Show HN: s3-lambda – Lambda functions over S3 objects: each, map, reduce, filter

177 points by wellsjohnston 9 years ago · 77 comments

Reader

hoodoof 9 years ago

Its weird how S3 seems to be the unwanted stepchild of AWS.

So many obvious innovations just aren't turning up.

For example, strangely, AWS introduced tagging for S3 resources, but you can't search/filter by tag, nor is the tag even returned when you get a list of objects, you can only get the tag with an object request. The word "pointless" springs to mind.

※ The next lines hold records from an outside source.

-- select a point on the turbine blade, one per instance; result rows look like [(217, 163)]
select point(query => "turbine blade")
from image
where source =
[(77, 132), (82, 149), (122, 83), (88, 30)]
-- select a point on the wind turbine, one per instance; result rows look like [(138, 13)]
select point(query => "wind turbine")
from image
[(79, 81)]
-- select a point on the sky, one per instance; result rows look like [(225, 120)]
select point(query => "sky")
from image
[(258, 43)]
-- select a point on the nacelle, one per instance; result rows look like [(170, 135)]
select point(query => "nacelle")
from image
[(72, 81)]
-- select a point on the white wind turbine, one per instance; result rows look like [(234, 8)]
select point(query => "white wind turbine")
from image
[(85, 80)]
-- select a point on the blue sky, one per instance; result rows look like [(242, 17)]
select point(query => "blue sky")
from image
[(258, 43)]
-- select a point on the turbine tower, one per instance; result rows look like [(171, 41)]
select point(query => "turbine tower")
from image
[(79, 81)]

In fact it's strange that there is NO useful filtering at all apart from the very useful folder/hierarchy/prefix filtering. But apart from that you can't do wildcard searches or filters or date filters or tag filters.

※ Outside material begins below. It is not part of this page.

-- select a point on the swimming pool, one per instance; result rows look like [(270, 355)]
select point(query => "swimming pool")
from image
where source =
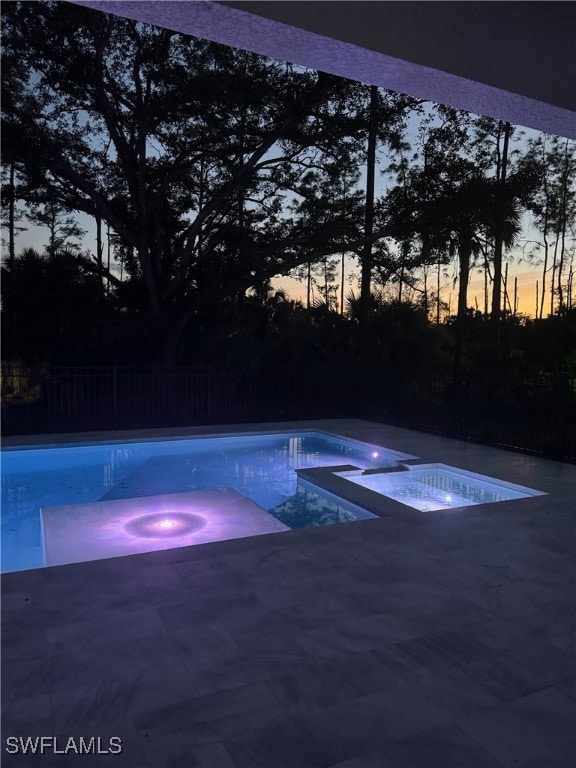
[(82, 502), (432, 487)]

I'm building an application right now that needs to get a list of all the jpg files - the only way to do that is get every single object in the bucket and manually filter out the unwanted ones - feels like its 1988 again.

It seems like it would also be valuable for there to be alternate interfaces to S3 such as the ability to send data via ftp or SMTP or sftp or whatever, but there are no such interfaces.

Hopefully Google will goad AWS into action on S3 innovation by implementing such features.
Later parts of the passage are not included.